Despite being slower than Formula One cars, Formula 2 remains amongst the fastest single-seaters in motorsport, capable of reaching top speeds of around 335 km/h in low-downforce configuration. Their distinguishing performance lies in cornering and braking, where downforce allows up to 3.9 g of lateral acceleration and 3.6 g under braking, compared with 2.6 g for Formula 3 and around 1.7 g for production-based Porsche Carrera Cup cars. As an example of the differences between the FIA formula categories, at Albert Park Circuit, the Formula 2 lap record stands at 1:28.989, compared with 1:19.813 for Formula One and 1:33.025 for Formula 3. As Liam Lawson, a driver with experience across F1, F2, and Japan's Super Formula, noted in 2023, the latter category is "faster than Formula 2, a lot closer to Formula 1, and sometimes it even feels like F1 in some corners.
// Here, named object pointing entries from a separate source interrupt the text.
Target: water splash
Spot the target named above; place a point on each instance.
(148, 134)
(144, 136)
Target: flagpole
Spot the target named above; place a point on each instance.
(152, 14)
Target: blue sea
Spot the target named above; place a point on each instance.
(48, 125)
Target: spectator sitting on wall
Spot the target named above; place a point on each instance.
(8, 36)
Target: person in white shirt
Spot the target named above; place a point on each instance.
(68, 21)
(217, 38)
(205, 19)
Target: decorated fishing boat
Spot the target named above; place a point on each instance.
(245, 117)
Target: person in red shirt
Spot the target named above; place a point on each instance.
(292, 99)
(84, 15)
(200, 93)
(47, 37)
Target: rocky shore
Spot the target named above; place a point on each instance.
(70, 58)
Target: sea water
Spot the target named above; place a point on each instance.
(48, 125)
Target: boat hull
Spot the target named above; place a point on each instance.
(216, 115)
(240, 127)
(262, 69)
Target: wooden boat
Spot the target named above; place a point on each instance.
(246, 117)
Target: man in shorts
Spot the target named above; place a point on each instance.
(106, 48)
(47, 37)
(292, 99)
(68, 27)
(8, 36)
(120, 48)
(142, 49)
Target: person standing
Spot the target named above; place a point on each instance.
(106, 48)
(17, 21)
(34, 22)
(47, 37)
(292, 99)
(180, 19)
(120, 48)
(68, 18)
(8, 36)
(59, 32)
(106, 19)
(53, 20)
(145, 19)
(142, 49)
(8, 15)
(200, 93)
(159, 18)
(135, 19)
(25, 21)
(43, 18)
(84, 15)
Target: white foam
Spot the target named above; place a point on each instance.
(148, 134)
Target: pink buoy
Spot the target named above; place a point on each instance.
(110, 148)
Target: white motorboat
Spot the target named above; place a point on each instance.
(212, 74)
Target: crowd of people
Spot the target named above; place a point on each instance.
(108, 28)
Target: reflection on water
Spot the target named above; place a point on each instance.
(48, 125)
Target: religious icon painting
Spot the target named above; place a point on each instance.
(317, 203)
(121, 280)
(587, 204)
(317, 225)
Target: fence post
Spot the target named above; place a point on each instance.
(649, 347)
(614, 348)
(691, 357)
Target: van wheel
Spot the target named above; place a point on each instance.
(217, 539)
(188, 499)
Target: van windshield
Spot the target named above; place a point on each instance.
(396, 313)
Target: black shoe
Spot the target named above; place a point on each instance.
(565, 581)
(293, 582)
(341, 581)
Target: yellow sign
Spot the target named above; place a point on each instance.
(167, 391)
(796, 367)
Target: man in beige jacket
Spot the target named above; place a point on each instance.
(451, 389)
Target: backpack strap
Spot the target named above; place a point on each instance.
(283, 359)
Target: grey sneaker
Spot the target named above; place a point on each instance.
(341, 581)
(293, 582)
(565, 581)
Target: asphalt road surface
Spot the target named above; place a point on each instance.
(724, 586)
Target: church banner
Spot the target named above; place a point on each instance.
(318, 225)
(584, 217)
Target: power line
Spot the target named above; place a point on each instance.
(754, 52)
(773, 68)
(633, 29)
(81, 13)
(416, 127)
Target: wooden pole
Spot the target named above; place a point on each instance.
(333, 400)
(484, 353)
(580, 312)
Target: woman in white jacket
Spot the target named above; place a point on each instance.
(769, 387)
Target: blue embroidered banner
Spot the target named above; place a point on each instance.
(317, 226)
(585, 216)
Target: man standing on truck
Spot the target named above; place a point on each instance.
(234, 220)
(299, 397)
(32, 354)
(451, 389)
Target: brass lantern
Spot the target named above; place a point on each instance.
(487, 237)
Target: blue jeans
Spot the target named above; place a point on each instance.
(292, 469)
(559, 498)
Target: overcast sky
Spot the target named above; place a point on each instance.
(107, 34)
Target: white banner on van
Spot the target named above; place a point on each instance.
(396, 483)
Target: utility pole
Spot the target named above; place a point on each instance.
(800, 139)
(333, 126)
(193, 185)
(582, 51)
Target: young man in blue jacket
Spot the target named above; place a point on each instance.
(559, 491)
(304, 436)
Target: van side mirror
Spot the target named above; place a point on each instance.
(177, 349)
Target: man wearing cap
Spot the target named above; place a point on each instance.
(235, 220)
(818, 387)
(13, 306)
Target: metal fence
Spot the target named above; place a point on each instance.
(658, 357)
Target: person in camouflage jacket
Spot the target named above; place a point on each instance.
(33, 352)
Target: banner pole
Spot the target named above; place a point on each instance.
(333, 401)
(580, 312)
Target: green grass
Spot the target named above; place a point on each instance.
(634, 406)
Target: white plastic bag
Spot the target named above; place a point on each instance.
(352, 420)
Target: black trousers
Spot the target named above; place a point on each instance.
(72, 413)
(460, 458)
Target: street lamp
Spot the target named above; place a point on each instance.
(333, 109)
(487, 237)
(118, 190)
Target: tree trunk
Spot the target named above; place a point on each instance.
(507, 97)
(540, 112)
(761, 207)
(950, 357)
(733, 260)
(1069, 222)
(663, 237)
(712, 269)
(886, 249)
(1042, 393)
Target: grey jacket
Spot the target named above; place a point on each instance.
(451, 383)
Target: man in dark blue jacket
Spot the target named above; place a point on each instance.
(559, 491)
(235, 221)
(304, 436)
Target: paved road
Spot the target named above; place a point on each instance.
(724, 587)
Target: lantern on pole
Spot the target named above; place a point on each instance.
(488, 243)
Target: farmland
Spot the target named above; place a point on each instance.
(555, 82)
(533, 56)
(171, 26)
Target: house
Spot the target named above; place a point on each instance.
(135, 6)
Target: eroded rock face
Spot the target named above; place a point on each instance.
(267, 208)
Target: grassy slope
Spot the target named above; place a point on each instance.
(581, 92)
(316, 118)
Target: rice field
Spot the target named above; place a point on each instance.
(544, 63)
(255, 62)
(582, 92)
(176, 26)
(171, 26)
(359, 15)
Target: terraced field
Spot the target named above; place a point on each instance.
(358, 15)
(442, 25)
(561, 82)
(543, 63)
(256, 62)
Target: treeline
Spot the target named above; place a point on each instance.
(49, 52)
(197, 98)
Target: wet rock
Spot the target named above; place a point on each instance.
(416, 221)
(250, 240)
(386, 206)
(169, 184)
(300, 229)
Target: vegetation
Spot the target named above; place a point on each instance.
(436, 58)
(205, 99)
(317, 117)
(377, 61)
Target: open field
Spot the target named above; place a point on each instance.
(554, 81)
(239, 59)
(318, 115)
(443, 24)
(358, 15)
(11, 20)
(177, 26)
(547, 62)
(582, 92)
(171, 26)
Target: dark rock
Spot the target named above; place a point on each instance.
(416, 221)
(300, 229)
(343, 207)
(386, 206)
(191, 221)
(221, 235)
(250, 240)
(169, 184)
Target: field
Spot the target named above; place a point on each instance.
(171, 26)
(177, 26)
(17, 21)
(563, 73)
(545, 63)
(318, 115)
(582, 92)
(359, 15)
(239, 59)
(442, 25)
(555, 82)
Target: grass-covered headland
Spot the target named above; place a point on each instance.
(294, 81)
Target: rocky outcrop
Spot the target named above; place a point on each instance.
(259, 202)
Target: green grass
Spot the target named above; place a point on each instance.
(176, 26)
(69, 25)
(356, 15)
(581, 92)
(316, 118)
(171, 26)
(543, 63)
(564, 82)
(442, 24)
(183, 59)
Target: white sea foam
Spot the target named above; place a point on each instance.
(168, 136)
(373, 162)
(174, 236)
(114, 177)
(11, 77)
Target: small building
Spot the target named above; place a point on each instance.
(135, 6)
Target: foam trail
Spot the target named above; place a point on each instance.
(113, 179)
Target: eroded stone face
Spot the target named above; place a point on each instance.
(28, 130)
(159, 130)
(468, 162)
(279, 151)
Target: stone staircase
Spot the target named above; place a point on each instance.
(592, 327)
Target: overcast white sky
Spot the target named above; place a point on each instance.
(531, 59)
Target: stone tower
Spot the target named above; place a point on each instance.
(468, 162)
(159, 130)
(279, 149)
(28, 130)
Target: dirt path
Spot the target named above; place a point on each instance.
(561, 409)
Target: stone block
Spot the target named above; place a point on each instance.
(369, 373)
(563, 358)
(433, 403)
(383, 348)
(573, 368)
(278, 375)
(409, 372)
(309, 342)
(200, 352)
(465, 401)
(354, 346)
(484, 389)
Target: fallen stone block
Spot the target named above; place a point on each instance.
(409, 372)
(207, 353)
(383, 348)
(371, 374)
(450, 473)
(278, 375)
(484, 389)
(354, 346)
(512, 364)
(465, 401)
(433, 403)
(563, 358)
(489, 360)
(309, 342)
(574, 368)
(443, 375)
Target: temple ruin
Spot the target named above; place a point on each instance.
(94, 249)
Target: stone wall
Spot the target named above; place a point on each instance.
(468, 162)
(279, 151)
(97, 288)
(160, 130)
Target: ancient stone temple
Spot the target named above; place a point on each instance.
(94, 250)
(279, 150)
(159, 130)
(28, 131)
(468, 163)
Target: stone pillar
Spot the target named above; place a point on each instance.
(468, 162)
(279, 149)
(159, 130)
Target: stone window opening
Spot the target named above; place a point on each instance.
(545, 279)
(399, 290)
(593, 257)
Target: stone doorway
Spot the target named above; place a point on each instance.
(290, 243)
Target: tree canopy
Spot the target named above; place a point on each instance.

Downforce is pretty exceptional."

At the same time, speed has also been progressively reinforced over the series’ history. Each car must meet FIA standards for frontal, side, rear, and steering-column impact tests and is built with roll hoops, impact structures, and push-tested monocoques. Anti-intrusion survival cells have been mandatory since 2011, alongside wheel tether cables to reduce the risk of wheels detaching in crashes. The halo driver crash-protection device was introduced in 2018.

== Media coverage ==
Formula Two is broadcast live in almost every country and territory worldwide. From 2017 to 2024, commentary for races was covered by Alex Jacques. In 2025, the FIA announced that Chris McCarthey would be replacing him going forward.

Although Formula One Management owns the television rights for this series, alongside those of Formula One, FIA Formula 3 Championship and F1 Academy, they have licensed the same to several different regional companies. The series is also available globally through F1 TV, Formula One Management's own streaming platform. Sky-branded operators hold rights in several territories: Sky Sports in the United Kingdom, Sky Deutschland in Germany, and Sky Sport in New Zealand, with Sky Italia covering Italy. Viaplay holds rights across Denmark, Norway, Finland, Iceland, and the Netherlands, while Sweden is served by V Sport and Viaplay Channels. In Africa, SuperSport is the primary broadcaster, while beIN Sports covers the Middle East, North Africa, Turkey, and much of Asia. In North America, coverage in Canada is provided by RDS and TSN, while United States rights are held by Apple TV+ as part of its Formula One broadcast agreement.

Between 2019 and 2021, Match! Arena broadcast races in Russia. Following Russia's invasion of Ukraine in February 2022, Formula One Management terminated its Russian broadcast contracts across all series under its control, ending coverage in March 2022.